The fire was almost certainly triggered by a short circuit, setting off fires and explosions in combustible material kept in the same room as the transformer.
But there is a lot we don’t know about what happened. The well respected Pakistan Institute of Labour Education & Research (PILER) carried out an independent investigation – but the Government commissioned report, although completed months ago, has not been published. Trade unions believe that government is protecting the factory owners.
That would be nothing new. Most labour laws in Pakistan date from the British period - my personal favourite is the Mines Act of 1923, which will have been based on the UK Act of 1911. TIP: don’t go down a mine in Pakistan. The Factories Act dates from 1934. In fact the only labour law the Government of Pakistan spent any effort in updating after the British left was the law on trade unions - making it much harder, of course, to organise workers.
The Ali fire took place in the evening of 11 September.

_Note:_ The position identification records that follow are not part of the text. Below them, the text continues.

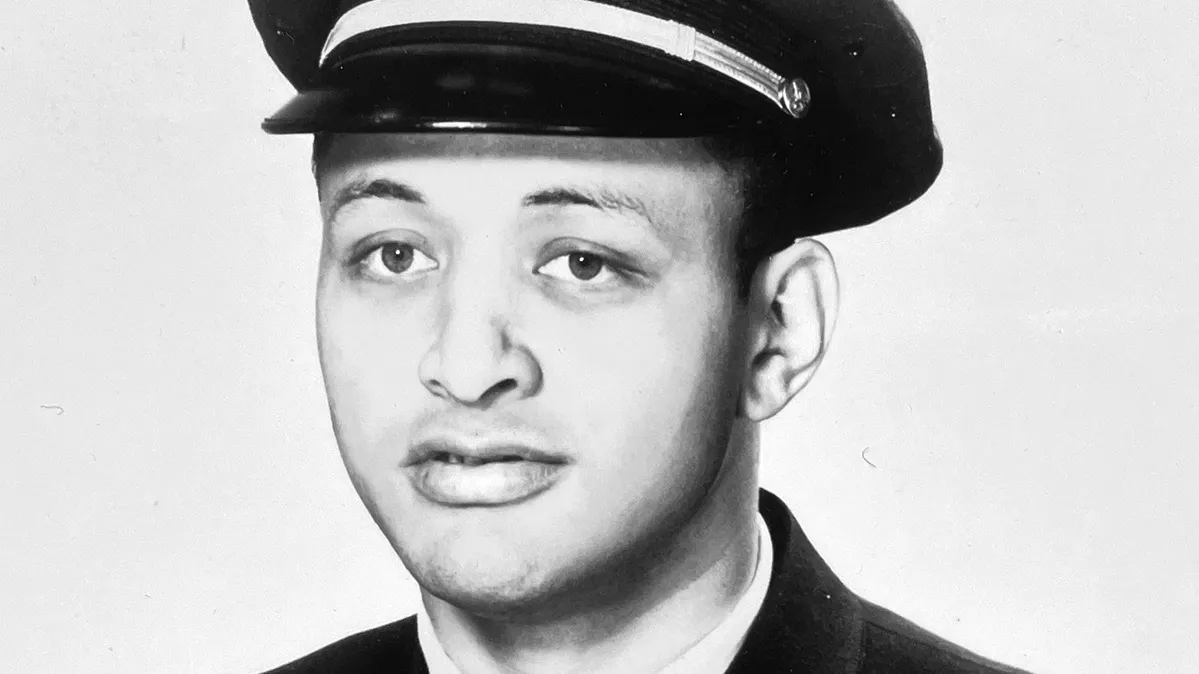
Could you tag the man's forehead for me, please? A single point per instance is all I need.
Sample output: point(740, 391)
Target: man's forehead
point(669, 182)
point(378, 148)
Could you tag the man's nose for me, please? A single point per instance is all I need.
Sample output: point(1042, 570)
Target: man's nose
point(476, 359)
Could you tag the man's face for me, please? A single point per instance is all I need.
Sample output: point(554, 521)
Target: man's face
point(532, 351)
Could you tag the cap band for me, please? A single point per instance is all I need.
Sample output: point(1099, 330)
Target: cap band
point(672, 37)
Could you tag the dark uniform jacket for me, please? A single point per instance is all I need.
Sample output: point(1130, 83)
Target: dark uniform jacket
point(808, 624)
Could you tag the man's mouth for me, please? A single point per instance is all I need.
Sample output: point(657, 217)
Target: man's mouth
point(462, 459)
point(482, 475)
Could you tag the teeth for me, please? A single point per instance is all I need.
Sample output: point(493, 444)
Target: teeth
point(458, 459)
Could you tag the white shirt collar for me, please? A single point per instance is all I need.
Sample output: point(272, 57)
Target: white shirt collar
point(710, 655)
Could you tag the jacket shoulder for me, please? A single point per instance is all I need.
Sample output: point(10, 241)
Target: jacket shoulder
point(389, 648)
point(893, 644)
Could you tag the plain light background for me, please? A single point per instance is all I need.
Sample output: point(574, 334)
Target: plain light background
point(1016, 354)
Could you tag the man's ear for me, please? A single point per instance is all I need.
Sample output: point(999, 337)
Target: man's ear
point(793, 305)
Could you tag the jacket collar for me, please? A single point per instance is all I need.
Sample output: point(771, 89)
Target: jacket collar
point(809, 621)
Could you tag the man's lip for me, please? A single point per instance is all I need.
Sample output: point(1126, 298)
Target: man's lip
point(480, 451)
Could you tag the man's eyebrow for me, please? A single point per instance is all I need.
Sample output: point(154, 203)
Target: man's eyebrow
point(600, 199)
point(379, 187)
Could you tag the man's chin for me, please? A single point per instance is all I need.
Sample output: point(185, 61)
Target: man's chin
point(490, 591)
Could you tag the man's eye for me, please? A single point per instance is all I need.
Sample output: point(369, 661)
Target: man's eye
point(396, 259)
point(578, 265)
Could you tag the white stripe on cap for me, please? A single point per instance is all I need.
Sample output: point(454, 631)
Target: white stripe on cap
point(672, 37)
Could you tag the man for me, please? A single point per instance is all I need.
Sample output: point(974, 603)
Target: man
point(566, 272)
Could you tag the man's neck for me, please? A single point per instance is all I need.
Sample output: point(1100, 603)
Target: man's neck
point(678, 603)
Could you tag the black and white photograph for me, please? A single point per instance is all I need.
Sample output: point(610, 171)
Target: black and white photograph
point(600, 336)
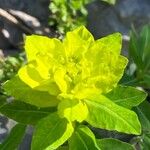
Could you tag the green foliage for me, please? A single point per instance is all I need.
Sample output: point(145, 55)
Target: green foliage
point(14, 138)
point(9, 67)
point(143, 111)
point(112, 116)
point(126, 96)
point(83, 139)
point(75, 81)
point(24, 93)
point(67, 15)
point(113, 144)
point(51, 132)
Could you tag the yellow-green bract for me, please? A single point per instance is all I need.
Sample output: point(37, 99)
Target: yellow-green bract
point(74, 69)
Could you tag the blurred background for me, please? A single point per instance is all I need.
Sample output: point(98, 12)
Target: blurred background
point(54, 18)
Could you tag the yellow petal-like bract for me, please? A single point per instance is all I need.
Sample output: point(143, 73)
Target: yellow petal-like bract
point(74, 68)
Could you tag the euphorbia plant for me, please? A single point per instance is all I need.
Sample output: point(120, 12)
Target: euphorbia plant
point(76, 80)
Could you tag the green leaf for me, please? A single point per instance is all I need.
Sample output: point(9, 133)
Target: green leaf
point(51, 132)
point(105, 114)
point(145, 141)
point(83, 139)
point(14, 138)
point(23, 92)
point(73, 110)
point(143, 112)
point(113, 144)
point(126, 96)
point(24, 113)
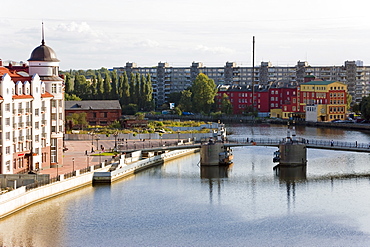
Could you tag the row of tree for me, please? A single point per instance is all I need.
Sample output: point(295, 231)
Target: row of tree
point(133, 91)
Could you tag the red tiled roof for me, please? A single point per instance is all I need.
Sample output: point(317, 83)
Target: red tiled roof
point(14, 75)
point(23, 96)
point(47, 95)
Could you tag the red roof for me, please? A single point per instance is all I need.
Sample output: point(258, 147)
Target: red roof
point(14, 75)
point(22, 96)
point(47, 95)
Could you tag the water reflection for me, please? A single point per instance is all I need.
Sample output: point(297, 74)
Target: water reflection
point(291, 173)
point(214, 176)
point(212, 172)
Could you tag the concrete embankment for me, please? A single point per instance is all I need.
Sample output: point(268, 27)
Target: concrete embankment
point(123, 170)
point(21, 198)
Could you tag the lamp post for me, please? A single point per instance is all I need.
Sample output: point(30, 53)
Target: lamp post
point(57, 172)
point(97, 142)
point(115, 140)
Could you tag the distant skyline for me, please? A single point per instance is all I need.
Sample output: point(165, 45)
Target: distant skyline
point(94, 34)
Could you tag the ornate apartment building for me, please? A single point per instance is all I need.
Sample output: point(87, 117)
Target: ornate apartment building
point(167, 79)
point(32, 113)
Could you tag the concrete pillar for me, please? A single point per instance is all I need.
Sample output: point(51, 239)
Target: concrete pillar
point(210, 153)
point(293, 153)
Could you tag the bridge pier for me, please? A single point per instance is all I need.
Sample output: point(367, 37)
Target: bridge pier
point(214, 154)
point(292, 152)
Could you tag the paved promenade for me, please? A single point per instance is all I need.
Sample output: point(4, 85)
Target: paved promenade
point(75, 157)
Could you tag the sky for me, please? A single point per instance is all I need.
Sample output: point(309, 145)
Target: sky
point(90, 34)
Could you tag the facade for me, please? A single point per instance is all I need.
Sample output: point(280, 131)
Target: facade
point(243, 98)
point(32, 113)
point(328, 99)
point(167, 79)
point(98, 112)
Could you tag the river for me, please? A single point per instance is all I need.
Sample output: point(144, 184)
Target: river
point(247, 204)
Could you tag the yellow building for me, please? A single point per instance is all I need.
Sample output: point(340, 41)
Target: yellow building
point(323, 100)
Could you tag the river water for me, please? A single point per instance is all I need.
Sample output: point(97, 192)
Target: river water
point(247, 204)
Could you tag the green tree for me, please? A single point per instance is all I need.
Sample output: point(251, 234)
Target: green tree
point(174, 97)
point(349, 100)
point(138, 91)
point(226, 106)
point(78, 119)
point(99, 86)
point(107, 86)
point(186, 101)
point(70, 97)
point(114, 84)
point(133, 96)
point(69, 83)
point(124, 89)
point(204, 91)
point(93, 88)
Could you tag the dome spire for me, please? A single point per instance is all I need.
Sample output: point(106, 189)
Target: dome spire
point(43, 38)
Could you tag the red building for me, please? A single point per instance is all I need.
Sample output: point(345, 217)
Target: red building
point(243, 98)
point(99, 112)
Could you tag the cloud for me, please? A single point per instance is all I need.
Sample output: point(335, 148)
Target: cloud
point(147, 43)
point(76, 33)
point(214, 50)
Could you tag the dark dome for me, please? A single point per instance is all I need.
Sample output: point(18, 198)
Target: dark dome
point(43, 53)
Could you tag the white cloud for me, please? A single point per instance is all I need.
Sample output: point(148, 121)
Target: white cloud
point(214, 50)
point(147, 43)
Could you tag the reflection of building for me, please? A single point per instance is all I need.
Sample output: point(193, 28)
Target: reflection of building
point(98, 112)
point(32, 113)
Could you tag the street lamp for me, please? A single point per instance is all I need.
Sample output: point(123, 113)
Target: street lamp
point(115, 140)
point(97, 142)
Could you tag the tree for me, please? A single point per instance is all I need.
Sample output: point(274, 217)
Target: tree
point(349, 100)
point(71, 97)
point(365, 107)
point(114, 92)
point(133, 96)
point(107, 86)
point(204, 91)
point(174, 97)
point(78, 119)
point(69, 83)
point(124, 89)
point(226, 106)
point(185, 101)
point(99, 87)
point(137, 90)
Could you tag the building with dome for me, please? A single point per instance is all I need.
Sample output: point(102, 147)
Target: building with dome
point(32, 113)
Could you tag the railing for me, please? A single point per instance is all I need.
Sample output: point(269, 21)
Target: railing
point(308, 142)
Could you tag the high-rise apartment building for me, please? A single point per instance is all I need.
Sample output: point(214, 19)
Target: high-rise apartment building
point(167, 79)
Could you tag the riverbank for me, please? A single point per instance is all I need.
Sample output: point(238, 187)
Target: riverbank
point(25, 196)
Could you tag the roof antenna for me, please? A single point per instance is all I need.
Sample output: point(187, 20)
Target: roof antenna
point(43, 40)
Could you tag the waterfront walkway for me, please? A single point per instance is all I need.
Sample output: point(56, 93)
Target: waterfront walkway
point(75, 157)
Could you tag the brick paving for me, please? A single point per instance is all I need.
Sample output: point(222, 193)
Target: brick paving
point(75, 158)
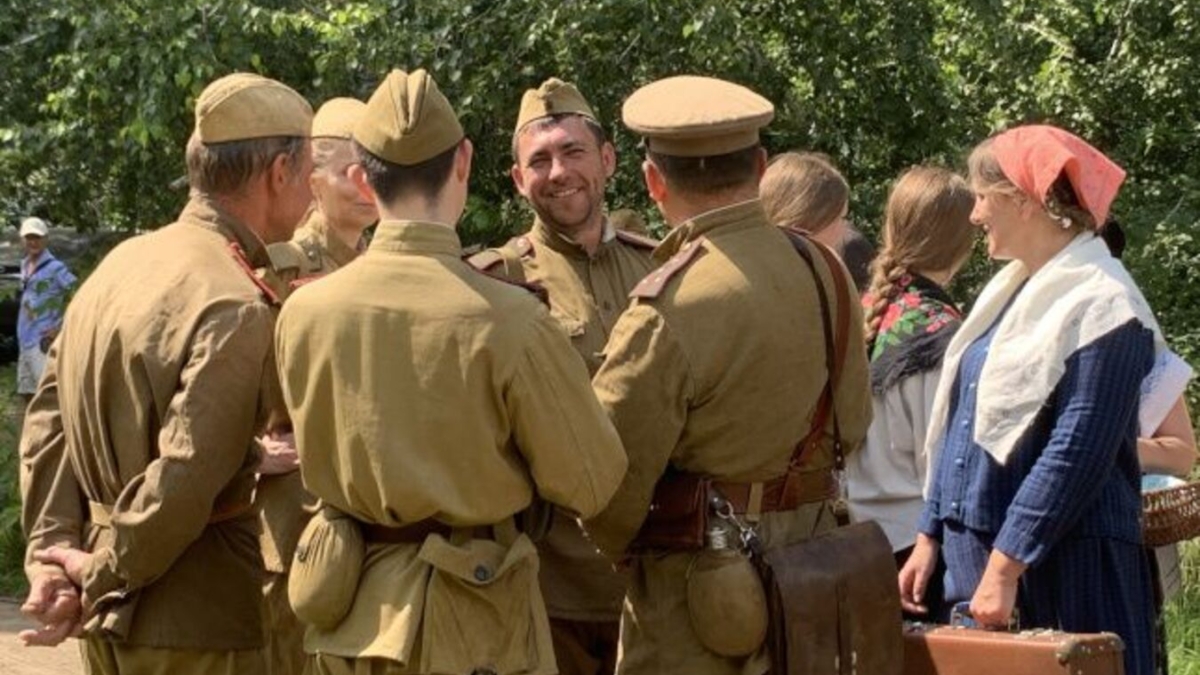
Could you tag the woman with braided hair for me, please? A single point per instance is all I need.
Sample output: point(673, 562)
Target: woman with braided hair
point(910, 321)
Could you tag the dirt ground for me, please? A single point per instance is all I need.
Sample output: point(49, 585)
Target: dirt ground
point(18, 659)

On the morning of the same day, around 40 workers were killed in a fire in an illegal shoe factory in Lahore.
97% of all factories in Pakistan are illegal - not registered with any government agency. We don’t even know the name of the shoe factory. When you have finished checking your towels, check your shoes, please.
However, the real shocker is that the factory had been awarded SA8000 Certification just one month earlier - which should only have been given if the factory reached a high standard of social compliance. Quite how this happened has not yet been explained.
Soon after the Karachi inferno, the Tazreen factory fire, and then the Rana Plaza collapse, brought the spotlight onto Bangladesh. There has been excellent work by trade unions, companies and others there leading to the Accord on Fire & Building Safety, which many UK retailers have now joined - and there are several other initiatives. It’s too early to say whether all this will make a difference to Bangladeshi garment workers; but there is chance.
Meanwhile, everybody seems to have forgotten about Pakistan’s worst-ever industrial disaster. The new government has said nothing. Global buyers seem to be keeping quiet.
Today, at least, spare a thought for the workers of Ali Enterprises.